With this mantra I embarked on the voyage of the Good Ship High School, ceaselessly seeking someone who shared my perspective, who understood the deepest, most desperate desire of my heart. By sophomore year, I had given up out of sheer exhaustion, resigning myself to the fact that I would never concurrently have a solid relationship and a solid grade average and still time to sleep.
The reason for this unflagging pursuit? Perhaps it was because I never really felt like I fit in, in this small-town high school of 1500 people that was relentlessly upper middle class Caucasian. My fear of being rejected by the ones I tried to befriend probably led me to pursue only one person at a time, borne on the wave of anxiety that accompanied every attempt at forming a connection.
Andy found me one cold winter day, fresh from what I declared would be my last endeavor and my last heartbreak. He simply jumped into my life and asked nothing from me, told me that there was nothing I had to prove to him, and that he wanted to earn my confidence.

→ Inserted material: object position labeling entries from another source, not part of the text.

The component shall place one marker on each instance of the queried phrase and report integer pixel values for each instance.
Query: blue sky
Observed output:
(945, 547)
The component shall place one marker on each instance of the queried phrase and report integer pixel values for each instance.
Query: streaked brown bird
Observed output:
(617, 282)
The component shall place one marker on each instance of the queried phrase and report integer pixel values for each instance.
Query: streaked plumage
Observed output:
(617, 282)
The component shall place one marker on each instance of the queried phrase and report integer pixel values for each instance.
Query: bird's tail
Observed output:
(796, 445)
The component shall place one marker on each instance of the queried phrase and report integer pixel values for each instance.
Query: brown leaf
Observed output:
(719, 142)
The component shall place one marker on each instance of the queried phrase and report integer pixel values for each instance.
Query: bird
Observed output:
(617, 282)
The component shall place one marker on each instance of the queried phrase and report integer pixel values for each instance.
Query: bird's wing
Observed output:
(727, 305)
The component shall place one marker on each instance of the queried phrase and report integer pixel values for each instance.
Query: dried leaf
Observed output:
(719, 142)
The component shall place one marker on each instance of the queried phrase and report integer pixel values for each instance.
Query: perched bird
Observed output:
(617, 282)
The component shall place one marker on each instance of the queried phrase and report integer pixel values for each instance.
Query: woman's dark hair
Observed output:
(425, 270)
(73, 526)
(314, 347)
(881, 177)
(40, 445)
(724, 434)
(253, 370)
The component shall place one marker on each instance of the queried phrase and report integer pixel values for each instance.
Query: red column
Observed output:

There was no chasing on my part, no avoidance on his, as had been the case for every previous venture of mine, and as time sweetly gave us its blessing, I found that I had overcome my fear of rejection. I had sacrificed nothing in the way of slipping grades, and had received in return every bit of security that my promise-starved heart could want.
As the years went by and our relationship steadied itself on firm ground, I found myself ready to stand up in the face of injustice that permeated the lives of myself and those of others saw myself take on bullies and empathize with victims. There was no more time wasted on the phone, and my grades skyrocketed, carried by the fullness of spirit that so happily attends the knowledge that you mean something, everything, to someone.
I never wanted anything but to be loved, but Andy taught me something infinitely greater. You do not need to be loved by everyone, or even a group of people. If you can do something in your lifetime to impact one person, then you have done more than most people can even dream of. Through one person’s understanding, I have found my voice, and have searched since then to inspire another person the same way.
There is no greater feeling than to love and be loved. It is what drives human consciousness and free will, and I am happy to say that what I was looking for wound up finding me in the end.